Aléxia revirou os olhos para o primo. Miguel era um pouco exagerado e sempre gostou de mexer com ela, mas estava mesmo impressionado com a beleza da moça que se aproximava e largou o braço do amigo e juntou-se a “namorada”, depositando um beijo em sua face, se apossando de sua cintura em seguida. Nicole cumprimentou a todos com um sorriso de parar o trânsito, fez graça ao ser apresentada aos rapazes, mas não se afastou de Aléxia, cujos pensamentos tinham se voltado para as reações de seu corpo ante o contato dela.                    

Nicole assentou os lábios nos seus. Um beijo rápido e prazeroso que pensou em não corresponder, mas foi impossível resistir. A conversa tomou outros rumos com a participação de Mateus e Vivian e as duas ficaram à parte dela por alguns momentos. 

— Sentiu minha falta? — Nicole sussurrou ao seu ouvido, um “que” de sedução na voz. 

— Não sei qual é a sua, mas está brincando com fogo. — Avisou. — Pode acabar se queimando. 

— Sabe de uma coisa, “amor”, adoro brincar com fogo — sorriu, provocante. 

Fez menção de se afastar, mas a “namorada” a puxou para mais perto, então envolveu sua cintura completamente e a fitou, muito séria. 

— Quero ter uma conversa longa contigo quando esse teatro acabar. 

— Devo supor que gostou do meu beijo e concluiu que não pode mais viver sem ele, então vai mesmo me propor casamento? 

— Acho que você me deve algumas verdades. 

— Te devo muitas coisas, Alê! Mais do que imagina. 

Um misto de raiva e alegria por estar junto a ela e a vontade de receber outro beijo e a estapear se digladiavam em seu interior. Nicole decidiu por ela. Se afastou, tomando sua mão, enquanto se voltava para o resto do grupo. 

— Nós conversaremos. Eu prometo. 

A noite seguia agradável. As pessoas se reuniram em volta da fogueira, ouvindo música e conversando. Dessa vez, Lis se manteve à vista de Aléxia durante todo o tempo, em contrapartida, Nicole não saiu do seu lado.
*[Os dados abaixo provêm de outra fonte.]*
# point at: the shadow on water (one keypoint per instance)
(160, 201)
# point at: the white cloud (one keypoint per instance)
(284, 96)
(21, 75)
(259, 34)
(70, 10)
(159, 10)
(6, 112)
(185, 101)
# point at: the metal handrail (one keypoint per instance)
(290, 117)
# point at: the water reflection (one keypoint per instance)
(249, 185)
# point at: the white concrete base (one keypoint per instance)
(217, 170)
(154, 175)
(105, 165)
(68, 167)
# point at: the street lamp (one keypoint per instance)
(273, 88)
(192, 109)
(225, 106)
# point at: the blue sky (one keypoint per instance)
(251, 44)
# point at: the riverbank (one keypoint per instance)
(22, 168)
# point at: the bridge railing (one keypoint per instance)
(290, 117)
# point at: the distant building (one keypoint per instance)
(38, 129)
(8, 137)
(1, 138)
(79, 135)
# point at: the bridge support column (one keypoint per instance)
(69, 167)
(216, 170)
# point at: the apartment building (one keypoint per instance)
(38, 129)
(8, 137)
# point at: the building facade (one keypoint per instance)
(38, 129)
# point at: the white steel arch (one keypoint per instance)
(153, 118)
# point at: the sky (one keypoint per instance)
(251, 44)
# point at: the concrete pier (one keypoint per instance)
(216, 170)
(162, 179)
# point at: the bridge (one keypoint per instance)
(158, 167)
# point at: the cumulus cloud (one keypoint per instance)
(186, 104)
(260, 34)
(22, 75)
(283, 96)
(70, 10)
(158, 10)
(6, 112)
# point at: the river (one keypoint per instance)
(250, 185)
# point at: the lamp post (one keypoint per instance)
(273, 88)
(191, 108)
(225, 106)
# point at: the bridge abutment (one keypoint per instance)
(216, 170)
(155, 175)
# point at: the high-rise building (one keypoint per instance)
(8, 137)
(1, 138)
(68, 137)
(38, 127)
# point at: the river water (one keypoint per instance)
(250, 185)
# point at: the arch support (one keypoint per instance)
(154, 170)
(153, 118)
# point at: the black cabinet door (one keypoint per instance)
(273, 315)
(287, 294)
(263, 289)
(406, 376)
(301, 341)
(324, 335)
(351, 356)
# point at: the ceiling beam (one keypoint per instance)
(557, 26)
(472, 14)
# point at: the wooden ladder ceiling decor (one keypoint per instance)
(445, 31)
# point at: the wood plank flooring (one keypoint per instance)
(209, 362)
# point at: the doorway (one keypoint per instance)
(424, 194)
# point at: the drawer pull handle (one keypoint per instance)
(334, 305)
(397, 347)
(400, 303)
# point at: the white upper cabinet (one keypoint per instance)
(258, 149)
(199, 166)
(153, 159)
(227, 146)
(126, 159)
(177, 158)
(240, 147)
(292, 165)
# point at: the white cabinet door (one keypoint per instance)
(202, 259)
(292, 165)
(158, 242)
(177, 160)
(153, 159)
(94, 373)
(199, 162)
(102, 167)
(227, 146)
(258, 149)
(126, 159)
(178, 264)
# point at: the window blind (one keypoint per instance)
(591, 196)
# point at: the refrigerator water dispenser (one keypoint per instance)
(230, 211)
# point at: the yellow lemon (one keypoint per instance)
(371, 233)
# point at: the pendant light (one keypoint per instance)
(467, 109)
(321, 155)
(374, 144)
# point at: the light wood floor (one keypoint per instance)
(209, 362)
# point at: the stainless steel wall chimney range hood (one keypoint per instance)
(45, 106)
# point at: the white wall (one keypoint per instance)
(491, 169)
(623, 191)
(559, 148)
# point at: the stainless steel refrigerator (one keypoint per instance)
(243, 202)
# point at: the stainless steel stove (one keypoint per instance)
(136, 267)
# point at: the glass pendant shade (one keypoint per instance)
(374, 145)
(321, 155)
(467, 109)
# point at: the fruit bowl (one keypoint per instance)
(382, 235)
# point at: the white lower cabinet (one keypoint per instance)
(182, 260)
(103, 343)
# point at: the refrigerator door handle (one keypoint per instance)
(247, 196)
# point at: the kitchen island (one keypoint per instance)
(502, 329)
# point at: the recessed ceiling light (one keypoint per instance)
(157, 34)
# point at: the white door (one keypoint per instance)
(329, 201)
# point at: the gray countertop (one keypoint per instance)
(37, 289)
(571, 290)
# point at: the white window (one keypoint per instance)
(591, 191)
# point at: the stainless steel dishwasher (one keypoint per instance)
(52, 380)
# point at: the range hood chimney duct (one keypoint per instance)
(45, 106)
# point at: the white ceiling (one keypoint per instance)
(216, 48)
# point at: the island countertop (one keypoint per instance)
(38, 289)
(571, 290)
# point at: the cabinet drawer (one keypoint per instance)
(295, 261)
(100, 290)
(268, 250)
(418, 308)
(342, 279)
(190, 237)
A moça a abraçava sempre que possível, deixando que aquele contato fosse interpretado como um gesto natural entre um casal e deixava um sorriso tomar sua face sempre que isso acontecia. 

— E ele ficou de pé, o barco balançou e nós caímos na água — Mateus riu alto, lembrando-se da cena que havia ocorrido naquela manhã. 

Segundo Victor, eles foram atacados por um enxame de abelhas e tiveram de se jogar na água para escapar, mas Mateus disse que se tratava apenas de uma abelha e que o rapaz havia se assustado porque era alérgico. Todos acompanharam seu riso quando ele fez uma pequena interpretação do desespero do amigo. 

— O que é tão engraçado? — Lis perguntou, se aproximando com Beto a tiracolo. 

Aléxia cessou o riso quase imediatamente, mas Nicole não se intimidou por sua presença e contou sobre a cena que Mateus descreveu, minutos antes, e houve uma nova onda de risos. 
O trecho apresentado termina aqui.